日常的には、作業開始前後の点呼時及び作業日報により、健康状態を把握している。 特に、夏期は飲料水を作業現場に携行させて、水分補給を義務付けている。
安全面については、どこの作業現場にも、必ずリーダーが同行しているために問題はなく、衛生面は極めて良好である。特に、トイレの清掃については、清掃の場所に色彩マークを印し、使用する用具や洗剤・薬剤にも同様にマーク印をすることにより、問違いなく作業が遂行できるように工夫されている。なお、この色彩マークは、クリーニング作業にも応用し、所属毎の仕分けに誤りのないようにしている。







(7)就業環境の整備
食堂、休憩室、更衣室等、極めて清潔に整備されている。

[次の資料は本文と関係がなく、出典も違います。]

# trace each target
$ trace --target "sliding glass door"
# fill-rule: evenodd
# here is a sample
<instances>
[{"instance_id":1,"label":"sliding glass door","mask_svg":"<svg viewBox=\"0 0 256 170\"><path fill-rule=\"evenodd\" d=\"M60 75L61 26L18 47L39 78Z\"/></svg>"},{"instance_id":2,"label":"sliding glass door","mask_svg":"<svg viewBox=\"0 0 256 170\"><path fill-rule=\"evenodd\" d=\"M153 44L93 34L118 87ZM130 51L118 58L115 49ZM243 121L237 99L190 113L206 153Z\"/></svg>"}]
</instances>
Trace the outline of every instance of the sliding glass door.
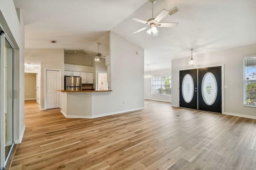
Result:
<instances>
[{"instance_id":1,"label":"sliding glass door","mask_svg":"<svg viewBox=\"0 0 256 170\"><path fill-rule=\"evenodd\" d=\"M0 41L0 156L5 167L14 146L13 47L1 33Z\"/></svg>"}]
</instances>

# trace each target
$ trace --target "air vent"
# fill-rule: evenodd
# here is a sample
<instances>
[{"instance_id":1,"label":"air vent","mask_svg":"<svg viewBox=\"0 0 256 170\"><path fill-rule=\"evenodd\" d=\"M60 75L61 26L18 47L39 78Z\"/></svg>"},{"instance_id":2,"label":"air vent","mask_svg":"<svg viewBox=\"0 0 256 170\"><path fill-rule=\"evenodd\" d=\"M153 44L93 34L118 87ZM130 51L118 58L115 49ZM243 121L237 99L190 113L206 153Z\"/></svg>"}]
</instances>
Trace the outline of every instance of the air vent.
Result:
<instances>
[{"instance_id":1,"label":"air vent","mask_svg":"<svg viewBox=\"0 0 256 170\"><path fill-rule=\"evenodd\" d=\"M178 9L178 8L177 8L177 7L175 7L174 8L173 8L173 9L172 9L172 10L171 10L170 11L170 12L169 12L169 15L173 15L174 14L179 12L180 11Z\"/></svg>"}]
</instances>

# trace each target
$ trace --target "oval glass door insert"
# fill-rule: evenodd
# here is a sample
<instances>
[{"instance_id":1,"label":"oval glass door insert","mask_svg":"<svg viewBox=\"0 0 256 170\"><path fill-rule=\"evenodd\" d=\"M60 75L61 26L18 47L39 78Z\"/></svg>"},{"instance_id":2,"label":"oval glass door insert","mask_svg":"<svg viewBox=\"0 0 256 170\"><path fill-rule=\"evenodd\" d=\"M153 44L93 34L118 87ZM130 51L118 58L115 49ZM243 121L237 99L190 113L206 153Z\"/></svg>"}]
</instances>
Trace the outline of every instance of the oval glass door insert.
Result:
<instances>
[{"instance_id":1,"label":"oval glass door insert","mask_svg":"<svg viewBox=\"0 0 256 170\"><path fill-rule=\"evenodd\" d=\"M186 74L183 78L182 91L185 101L187 103L190 103L194 96L194 82L189 74Z\"/></svg>"},{"instance_id":2,"label":"oval glass door insert","mask_svg":"<svg viewBox=\"0 0 256 170\"><path fill-rule=\"evenodd\" d=\"M202 94L204 102L212 105L216 100L217 92L217 82L215 76L210 72L204 76L202 83Z\"/></svg>"}]
</instances>

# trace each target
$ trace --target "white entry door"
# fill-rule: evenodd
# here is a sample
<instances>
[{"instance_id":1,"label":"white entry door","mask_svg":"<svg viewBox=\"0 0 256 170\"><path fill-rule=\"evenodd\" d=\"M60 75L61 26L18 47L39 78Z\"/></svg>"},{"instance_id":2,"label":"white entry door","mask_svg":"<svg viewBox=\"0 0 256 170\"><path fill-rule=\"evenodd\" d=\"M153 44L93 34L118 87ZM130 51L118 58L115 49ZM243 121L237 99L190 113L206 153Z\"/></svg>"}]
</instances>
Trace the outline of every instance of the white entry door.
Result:
<instances>
[{"instance_id":1,"label":"white entry door","mask_svg":"<svg viewBox=\"0 0 256 170\"><path fill-rule=\"evenodd\" d=\"M60 71L46 70L47 108L60 107L60 93L57 90L60 87Z\"/></svg>"}]
</instances>

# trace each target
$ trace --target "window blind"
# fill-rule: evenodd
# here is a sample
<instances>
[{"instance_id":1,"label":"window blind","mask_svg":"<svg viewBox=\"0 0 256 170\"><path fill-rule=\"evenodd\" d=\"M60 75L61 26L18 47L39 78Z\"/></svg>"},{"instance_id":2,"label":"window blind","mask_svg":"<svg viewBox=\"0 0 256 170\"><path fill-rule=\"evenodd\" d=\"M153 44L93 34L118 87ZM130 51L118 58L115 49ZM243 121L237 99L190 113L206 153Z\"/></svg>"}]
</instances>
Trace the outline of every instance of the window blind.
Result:
<instances>
[{"instance_id":1,"label":"window blind","mask_svg":"<svg viewBox=\"0 0 256 170\"><path fill-rule=\"evenodd\" d=\"M256 56L244 58L244 105L256 107Z\"/></svg>"}]
</instances>

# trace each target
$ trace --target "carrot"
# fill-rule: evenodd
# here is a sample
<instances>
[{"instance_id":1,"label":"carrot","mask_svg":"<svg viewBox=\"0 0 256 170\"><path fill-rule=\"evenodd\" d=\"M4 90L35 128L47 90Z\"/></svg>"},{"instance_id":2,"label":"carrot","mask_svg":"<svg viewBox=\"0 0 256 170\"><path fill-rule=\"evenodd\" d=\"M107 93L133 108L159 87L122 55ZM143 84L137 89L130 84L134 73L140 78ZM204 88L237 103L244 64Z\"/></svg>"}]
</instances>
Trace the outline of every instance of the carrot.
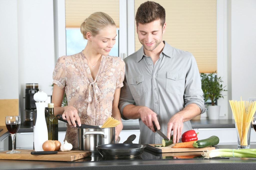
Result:
<instances>
[{"instance_id":1,"label":"carrot","mask_svg":"<svg viewBox=\"0 0 256 170\"><path fill-rule=\"evenodd\" d=\"M195 148L192 144L197 141L194 140L186 142L182 142L175 143L175 145L172 147L172 148Z\"/></svg>"}]
</instances>

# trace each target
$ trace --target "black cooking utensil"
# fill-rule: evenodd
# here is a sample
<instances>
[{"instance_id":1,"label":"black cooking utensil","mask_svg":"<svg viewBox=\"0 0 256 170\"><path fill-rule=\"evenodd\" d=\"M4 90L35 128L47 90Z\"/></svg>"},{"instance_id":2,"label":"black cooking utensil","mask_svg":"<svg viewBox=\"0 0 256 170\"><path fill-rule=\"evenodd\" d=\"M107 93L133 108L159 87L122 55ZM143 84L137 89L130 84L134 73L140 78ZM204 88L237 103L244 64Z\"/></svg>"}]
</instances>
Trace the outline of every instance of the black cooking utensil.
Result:
<instances>
[{"instance_id":1,"label":"black cooking utensil","mask_svg":"<svg viewBox=\"0 0 256 170\"><path fill-rule=\"evenodd\" d=\"M136 135L132 135L128 137L126 140L123 142L123 143L132 143L132 141L134 140L136 138Z\"/></svg>"},{"instance_id":2,"label":"black cooking utensil","mask_svg":"<svg viewBox=\"0 0 256 170\"><path fill-rule=\"evenodd\" d=\"M56 116L56 117L57 117L57 119L58 119L60 120L62 122L65 122L66 123L68 123L68 121L67 121L67 120L64 120L62 119L62 117L60 114L57 114ZM100 127L97 127L97 126L95 126L88 125L85 125L83 124L81 124L81 126L79 126L78 125L78 124L77 123L77 122L75 121L75 122L76 122L76 124L77 125L77 127L80 127L82 128L87 128L87 129L98 129L100 128Z\"/></svg>"},{"instance_id":3,"label":"black cooking utensil","mask_svg":"<svg viewBox=\"0 0 256 170\"><path fill-rule=\"evenodd\" d=\"M30 153L31 155L49 155L58 153L57 151L33 151Z\"/></svg>"}]
</instances>

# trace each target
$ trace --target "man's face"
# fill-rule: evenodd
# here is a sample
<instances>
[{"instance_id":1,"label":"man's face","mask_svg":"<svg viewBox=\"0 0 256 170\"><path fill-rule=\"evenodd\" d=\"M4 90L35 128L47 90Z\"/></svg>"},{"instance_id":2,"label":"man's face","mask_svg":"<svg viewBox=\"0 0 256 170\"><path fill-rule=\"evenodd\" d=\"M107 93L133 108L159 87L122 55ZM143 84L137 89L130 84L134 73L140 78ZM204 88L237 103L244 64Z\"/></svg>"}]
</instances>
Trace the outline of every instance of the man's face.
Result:
<instances>
[{"instance_id":1,"label":"man's face","mask_svg":"<svg viewBox=\"0 0 256 170\"><path fill-rule=\"evenodd\" d=\"M162 42L166 24L165 23L162 28L160 23L158 20L145 24L138 24L138 37L145 49L153 51Z\"/></svg>"}]
</instances>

なお、これらの整備については、自力で行い、障害者雇用納付金制度に基づく助成金の利用はない。

4. 最後に
(1)今後の課題・展望
課題については、社長も現在の作業エリアでは親会社からの発注可能な業務量に限界があることの認識を持ち、これを踏まえて「新構想」を考えつつも、具体的な構想になっていない。ただし、近い将来に、何らかの形で職域拡大を図り、障害者従業員3~4名程度の増員を画策している。
(2)評価
創業3年であり、知的障害者を雇用する特例子会社である。幹部が、親会社からの出向社員等で構成されており、知的障害者と接する機会が殆どなかったことにより、業務運営のみでなく、日常生活までの対応に苦慮されていることが拝察できるとともに敬意を表するところである。雇用面は、現時点では、限られた支援機関が人的供給源となっているが、今後は、ハローワークを中心に学校関係機関とのきめ細かな連携が必要であり、募集は幅広く行うことが求められる。
一方、受注面では親会社との綿密な連携により危惧することはないと推察するが、障害者雇用は、創業時から1名増の7名である。近い将来に3~4名の雇用が見込まれているが、「新構想」は具体化されていない。しかし、当社は障害者特例子会社であり株式会社でもある。当然利益を求めなければならない。現在の事業運営は、受注は安定しているものの障害者の福祉的要素が色濃い。
福祉から「真の雇用」に脱し、利益を追求することが求められる。そして、利益の拡大が、従業員に安定した収入と安定した雇用が確立され従業員の社会的自立を保証するものである。